Oui et c'est quelque chose que je trouve très sain. Avec la musique digitale, on peut bien plus facilement s'enregistrer et diffuser sa musique, c'est donc plus facile de faire de la musique en gallois qu'avant. Il y a aussi de plus en plus de petits pubs qui font jouer des groupes locaux et tout en gallois. Et surtout, on en entend de plus en plus à la radio et à la télé.
J'imagine que c'est plus facile pour un artiste avec ta notoriété de te plier à cet exercice à l'international, tu es un très bon ambassadeur de ta langue natale !
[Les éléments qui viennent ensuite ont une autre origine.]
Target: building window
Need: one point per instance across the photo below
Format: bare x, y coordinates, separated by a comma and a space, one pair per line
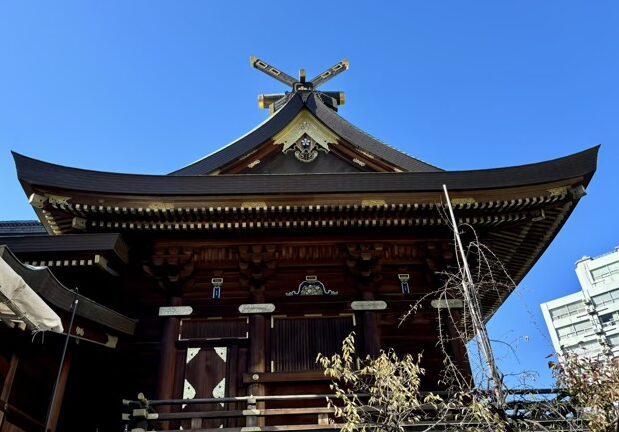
606, 298
571, 309
577, 329
609, 319
603, 272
Ça peut prendre du temps pour se faire entendre. J'ai déjà joué avec pas mal de groupes qui chantent aussi en gallois, comme Adwaith justement, ou Gwenno. C'est une manière de les mettre en avant. C'est une bonne chose, ça permet la diversité, car l'anglais domine depuis la seconde guerre mondiale dans la pop internationale. On a aussi beaucoup d'autres styles, comme le hip-hop, comme le font KNEECAP par exemple. On entend maintenant d'autres langues qui étaient inconnues, et qui sont mises en avant, c'est une bonne chose.
A quoi ressembleront tes prochains concerts pour Dim Probs ?
Eh bien, j'ai joué en solo tout comme avec le groupe durant les festivals, les deux options sont possibles. Je suis toujours en train de réfléchir à cela, et je suis déjà en train de travailler sur la suite !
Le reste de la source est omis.